RAP was coated on a double-sides-polished Si wafer (1.5 cm × 1.5 cm × 400 μm) by spinning (6000 rpm, 60 seconds) with 5 μm thickness. The Si wafer was attached to an aluminum home-made thermal stage. The temperature dependence of fluorescence was calibrated with a K type thermal couple. The fluorescent images were taken the confocal laser scanning microscope (Leica TCS SP5) through objectives with 10× and 20× magnification (numerical aperture = 0.30 and 0.4). Average intensity was measured from fluorescent images for temperature calibration. Argon Laser at 514 nm was maintained on 5.75 mW. It is also worth noted that the laser power stability has great influence to the accuracy and precision of temperature sensing, so all fluorescence intensity was measured after at least half hour of stabilization. Since thermal expansion (including heating stage, Si wafer and RAP) unavoidably led to focus drift, at least three markers in RAP were made for alignment. The relative intensity was plotted as a function of temperature and time in Figure S1 (b–c).

To heat the droplets inside the RAP microfluidic chip, a device setup was constructed (Figure S2). The droplets generated by sampling device were introduced into RAP chip. Detailed technical information of the sampling device could be found in our previous paper4. The IR laser was 3W with maximum emission at 980 nm which is not absorbable by RAP (Figure 1a). The IR laser was focused on RAP chip by a convex lens and they were aligned with the help of up-conversion nanoparticle which absorbed IR and emitted green light. RAP chip offered a place for droplet manipulation (trapped or merged). Two black ink droplets with 2.8 and 5.3 nL were trapped in RAP chip (Figure 2a). The IR laser was manually turned on to heat the black ink droplets. The fluorescent sections were taken at different places under droplets along z direction with the confocal microscope. The nearest section from droplet was defined as 0 and the distance increased along z direction. The average temperature of an area with 10 μm diameter in the center of the section was defined as central temperature. The central temperature under the droplets was measured according to the fluorescent variation. The fluorescent image was taken at 520 ms.

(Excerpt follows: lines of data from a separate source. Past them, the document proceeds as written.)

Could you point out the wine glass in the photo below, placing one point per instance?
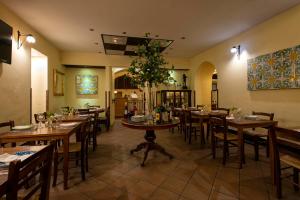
(40, 119)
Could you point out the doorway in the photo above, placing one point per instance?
(205, 85)
(39, 83)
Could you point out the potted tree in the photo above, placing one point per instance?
(149, 69)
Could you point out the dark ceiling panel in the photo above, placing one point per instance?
(116, 43)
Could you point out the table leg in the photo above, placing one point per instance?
(66, 161)
(241, 147)
(272, 156)
(202, 132)
(150, 145)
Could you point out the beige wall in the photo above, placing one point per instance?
(203, 83)
(78, 101)
(15, 78)
(277, 33)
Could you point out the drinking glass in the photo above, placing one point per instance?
(40, 119)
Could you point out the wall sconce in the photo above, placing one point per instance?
(29, 39)
(236, 50)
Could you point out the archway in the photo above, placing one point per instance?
(204, 83)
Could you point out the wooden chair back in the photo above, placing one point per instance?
(9, 124)
(276, 147)
(200, 107)
(36, 116)
(94, 106)
(287, 135)
(225, 110)
(84, 133)
(218, 124)
(83, 111)
(269, 116)
(20, 173)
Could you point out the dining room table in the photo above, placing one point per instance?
(150, 137)
(76, 118)
(239, 124)
(14, 151)
(63, 132)
(288, 143)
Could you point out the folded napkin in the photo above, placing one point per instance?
(70, 124)
(6, 158)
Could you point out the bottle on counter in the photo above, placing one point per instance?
(126, 111)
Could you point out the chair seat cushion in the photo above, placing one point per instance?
(73, 148)
(230, 136)
(256, 132)
(291, 160)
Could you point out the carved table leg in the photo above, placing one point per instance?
(139, 147)
(150, 145)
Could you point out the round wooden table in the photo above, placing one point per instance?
(150, 136)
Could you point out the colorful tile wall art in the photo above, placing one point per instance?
(278, 70)
(86, 84)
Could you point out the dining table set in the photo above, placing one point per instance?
(30, 139)
(277, 139)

The NaOH (10 wt%) and H2SO4 (49 wt%) droplets with 3 nL were generated by sampling device and then merged in RAP chip. Figure 3a shows the full view of the RAP chip for droplet trapping and merging. The merging chamber is about 7 nL which is larger than the total volume of these two droplets. Therefore droplet was passively trapped in the chamber after coalescence33. The temperature variation was measured before and after merging two droplets. The fluorescent image was taken at 73 ms.